Scottsdale PD is Solving Problems in School the Best Way We Know How: With Dogs

Photo Credit: Scottsdale PD

Law enforcement has a difficult job, and one that is even more difficult when it’s within the walls of a school. They have to walk a fine line between maintaining a degree of order and decency while also letting kids be kids and not prompting a response that could be quite damaging for the psyches of other children.

Well the Scottsdale Police Department is walking that fine line in perhaps the best way possible; meet Captain, a nine month old Goldendoodle. Captain will soon be roaming the halls of Coronado High School, helping to assist people experiencing anxiety, depression, or a manic state with a rise in cortisol levels, as per the police department.

While K9 units are nothing new, they are often used in the context of their smelling ability.
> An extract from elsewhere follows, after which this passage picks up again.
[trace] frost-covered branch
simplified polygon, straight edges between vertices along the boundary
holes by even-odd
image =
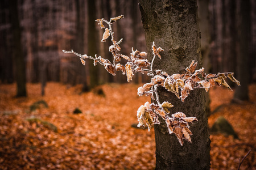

Certainly you’ve seen drug sniffing dogs or bomb sniffing dogs at the airport. A mental health dog is a new twist, but a very reasonable one.

After all, nearly all of us who have dogs can attest to how they typically will reduce your blood pressure and make you generally more at ease (unless they have a mean streak or they use your carpet as a toilet). A recent study from Yale took a look at interactions between children and animals, and found that they increased happiness and decreased anxiety.

Especially since the George Floyd murder, law enforcement has largely been under a microscope. The Phoenix PD has long been under that microscope for various reasons ranging from excessive force to misconduct to how they treat people with disabilities. While the Scottsdale PD has largely avoided these structural issues, having good rapport with teenagers may lead to better rapport with the department as adults.

Not only do we love dogs, but we love this approach to law enforcement. De-escalation techniques and alternative ways of solving problems other than arrest and force are critical to building better bonds with the communities that they serve. It’s hard to be angry or anxious when a cute, well-trained dog is right in front of you. We hope that other cities in the Valley take this idea from the Scottsdale PD and implement it in their schools.